The consensus outlook for interest rates has shifted dramatically in the last month thanks in large part to the failures of U.S. banks SVB Financial Group, Signature Bank SBNY and Silvergate Capital Corp SI, as well as the emergency takeover of Credit Suisse Group AG CS by UBS Group AG UBS.
What Happened? Investors are now anticipating aggressive rate cuts by the Federal Reserve before the end of the year. The bond market is pricing in a 56.6% chance the Fed will cut interest rates by at least 0.75% by the end of 2023, up from a zero chance just one month ago.
Why It's Important: Rate cuts are typically good news for stock prices, and DataTrek Research co-founder Nicholas Colas said Monday that could certainly be the case in 2023 as well.
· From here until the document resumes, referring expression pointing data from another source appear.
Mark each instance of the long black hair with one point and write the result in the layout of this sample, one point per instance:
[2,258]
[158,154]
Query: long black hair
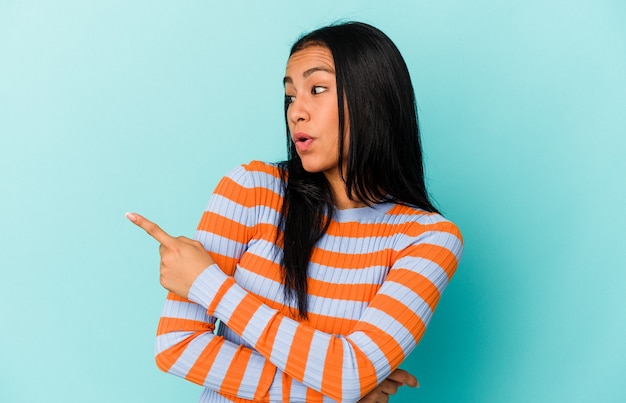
[384,159]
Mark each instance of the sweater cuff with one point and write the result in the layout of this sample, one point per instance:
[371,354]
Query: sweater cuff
[224,299]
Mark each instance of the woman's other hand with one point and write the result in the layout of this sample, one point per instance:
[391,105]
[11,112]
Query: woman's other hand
[390,386]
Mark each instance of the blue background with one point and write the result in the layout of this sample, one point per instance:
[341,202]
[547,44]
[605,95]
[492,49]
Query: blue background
[111,106]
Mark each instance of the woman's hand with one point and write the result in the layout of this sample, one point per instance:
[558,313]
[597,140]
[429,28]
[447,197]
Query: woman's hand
[182,259]
[390,386]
Colas said the bond market's recent shift in interest rate expectations could signal that investors believe the credit market disruptions will help alleviate the U.S. inflation problem, allowing the Fed to ease its monetary policy sooner than expected and navigate a "soft landing" for the U.S. economy.
Yet Colas said it's still too early to assume 2023 rate cuts are good news for stocks: it's possible that interest rate expectations are falling because investors are now anticipating a deep recession ahead.
"In that case, we can assume earnings will decline quickly… That would likely not be good for U.S. equity valuations," Colas said.
Related Link: 15 Years Later, How Much Did The 2008 Financial Crisis Bailouts Actually Cost American Taxpayers?
Benzinga's Take: Given the SPDR S&P 500 ETF Trust SPY is flat in the last five days, Wall Street may actually be split on the reason the Fed may turn to cutting interest rates in the second half of the year. Investors will get another key inflation update on Friday when the Bureau of Economic Analysis releases its February personal consumption expenditures price index reading.